Another of the questionable claims made about the web is that it will make advertising less effective by diminishing the influence of media-driven images in favor of person-to-person experience. In other words, consumers will consult the web for the true experiences of people like them instead of relying on the vague assurances that advertising provides. Once again, while it is certainly true that many people use the web to check peer recommendations, the idea that this will replace advertising is highly questionable.
Whether the web will make advertising less effective is an interesting proposition as it goes to the very essence of how advertising works, how ideas are distributed, and how our behaviors are shaped.
It is pretty clear that people substantially rely on others for their opinions. We believe all manner of nonsense we would never accept without the assurances of "experts," "spiritual leaders," and "political leaders." In the electronic age there also arrived a new and very powerful formulator of beliefs, called "the media."
"The media" is ostensibly just a vehicle by which ideas are distributed, but you would have to be a fool not to believe that media companies have gotten deeply into the business of formulating and spinning many of the ideas they trade in.

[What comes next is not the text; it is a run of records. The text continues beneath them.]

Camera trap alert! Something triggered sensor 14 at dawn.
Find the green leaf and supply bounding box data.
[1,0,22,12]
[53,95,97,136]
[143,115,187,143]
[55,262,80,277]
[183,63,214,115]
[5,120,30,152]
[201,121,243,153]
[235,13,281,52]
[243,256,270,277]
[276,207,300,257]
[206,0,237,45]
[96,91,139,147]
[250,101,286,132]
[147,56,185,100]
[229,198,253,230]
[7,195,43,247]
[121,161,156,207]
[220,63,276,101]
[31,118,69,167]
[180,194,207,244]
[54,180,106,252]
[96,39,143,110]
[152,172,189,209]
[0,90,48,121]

One of the huge advantages that large enterprises have over small ones is the money they have to influence us through the use and manipulation of media. It is hard to exaggerate the power that media distributed ideas have on our opinions, and even more importantly, on our behavior. It is also hard to exaggerate the lengths to which advertisers have been going, and will continue to go, to blur the line between media-delivered information and advertising.

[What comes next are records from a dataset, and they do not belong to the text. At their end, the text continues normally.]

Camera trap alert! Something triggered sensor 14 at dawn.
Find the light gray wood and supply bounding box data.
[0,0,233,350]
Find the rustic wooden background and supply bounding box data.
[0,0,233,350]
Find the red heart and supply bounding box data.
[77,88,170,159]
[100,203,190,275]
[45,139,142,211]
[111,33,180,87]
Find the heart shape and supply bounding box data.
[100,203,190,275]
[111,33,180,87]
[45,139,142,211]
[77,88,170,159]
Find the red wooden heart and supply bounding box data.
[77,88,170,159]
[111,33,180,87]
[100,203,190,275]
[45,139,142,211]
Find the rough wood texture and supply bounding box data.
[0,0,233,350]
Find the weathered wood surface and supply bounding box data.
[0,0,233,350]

Consequently, if the predictions that advertising will become a less pervasive force in our lives is true, then it must also be true that media-driven ideas will become less pervasive. This seems highly unlikely.
In fact, the amount of time people spend with media, particularly TV and the web, is nothing short of alarming. And as mobile devices become more prevalent the number of hours spent with media may actually surpass the number of waking hours (because of the ability to use more than one device at a time.)
And media is supposed to become less influential? I don't buy it.
The web notwithstanding, experts, spiritual leaders, politicians, and media will continue to fill us full of nonsense and we will continue to accept it.
Yes, there is a future for advertising.